ニベルは、体全体に重圧を受けているのにも関わらず、表情を顔に出さずアニスに懐から海中時計を取り出し見せた。


「そう、その時計です」 コクン


「むう…(どうやら聖女アニスはこの懐中時計、『ワールドテイカー』に興味があるようですな、ならば…)ふふふ、その質問には、貴女が私に勝てたら答えますぞ、聖女アニス」 ニイイッ!


「そうですか… それは私と今この場、限定されたこの時の空間内でですか?」 ササ…


「知れた事、同じ時間空間に存在しているのであれば直接攻撃は可能ッ! はああッ!《グレイテス・スフィアッ!》」 バッ! キイインッ!


シュババババババアアーーーッ! ドドドドドドーーーッ!


「んッ!《ヴァーゼル.ファングッ!》」 サッ! キュインッ!


シュドドドドドオオーーッ! バババババーーーッ!


ニベルははいきなり、アニスに向け、魔法陣を展開し、無数の鋼鉄の槍を放ち攻撃してきた。それに対しアニスも瞬時に魔法陣を展開、ニベルの魔法攻撃に対抗した。

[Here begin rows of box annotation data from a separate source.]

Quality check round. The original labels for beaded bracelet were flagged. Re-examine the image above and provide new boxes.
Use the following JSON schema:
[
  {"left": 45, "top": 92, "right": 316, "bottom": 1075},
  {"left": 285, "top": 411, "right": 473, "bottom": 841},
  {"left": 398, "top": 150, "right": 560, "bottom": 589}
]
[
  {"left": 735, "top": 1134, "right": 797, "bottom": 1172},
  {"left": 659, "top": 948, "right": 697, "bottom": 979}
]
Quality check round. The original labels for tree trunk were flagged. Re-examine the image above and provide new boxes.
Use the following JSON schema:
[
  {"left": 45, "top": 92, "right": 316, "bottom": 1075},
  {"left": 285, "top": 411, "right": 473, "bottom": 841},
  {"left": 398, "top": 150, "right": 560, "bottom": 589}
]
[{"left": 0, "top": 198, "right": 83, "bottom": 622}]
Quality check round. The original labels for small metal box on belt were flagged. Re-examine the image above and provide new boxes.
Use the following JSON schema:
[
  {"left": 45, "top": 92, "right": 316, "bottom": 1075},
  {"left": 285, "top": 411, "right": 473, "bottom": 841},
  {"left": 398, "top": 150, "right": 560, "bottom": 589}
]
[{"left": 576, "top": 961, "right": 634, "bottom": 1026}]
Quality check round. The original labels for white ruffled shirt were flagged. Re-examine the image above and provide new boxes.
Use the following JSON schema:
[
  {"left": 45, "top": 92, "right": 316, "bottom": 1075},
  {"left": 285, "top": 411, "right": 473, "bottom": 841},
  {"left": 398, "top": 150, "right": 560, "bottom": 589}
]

シュドドドドドオオーーーッ! ドガガガガガガッ! ドオオオオンンンンーーッ!


2人の魔法はお互いの中央でぶつかり合い、その威力を相殺して消えていった。


「ふッ! やりますね、聖女アニスッ! ではッ!《クリア・ソードレインッ!》」 キンッ! 


シュキキンッ シュババババババババーーッ!


「おっと!《シャインロック.アロウッ!》」 サッ! キンッ!


シュパンッ! シュバババババーーーッ! ザアアアーーッ!


バババババッ! バアアアアンンンーーッ! パラパラパラ… シュウウウウウウ…


ニベルが続けて攻撃魔法をアニスに放った。多数の透明な剣の攻撃が高速で攻撃してきたのを、アニスもまた魔法の光の矢で応戦し、またしてもその全てを相殺し消し去ってしまった。


「むうう…(なんて人だ、あらゆる魔法を極めたはずの私が聞いたことも見たこともない魔法ばかりではないか、しかもあの威力、私の帝級魔法を相殺、打ち消す威力、あれらは全て帝級魔法に違いないですな) ふッ さすがは聖女アニス、私の帝級魔法のそれを全て同じ帝級魔法で撃ち砕くとは、恐れ入ります」 サッ!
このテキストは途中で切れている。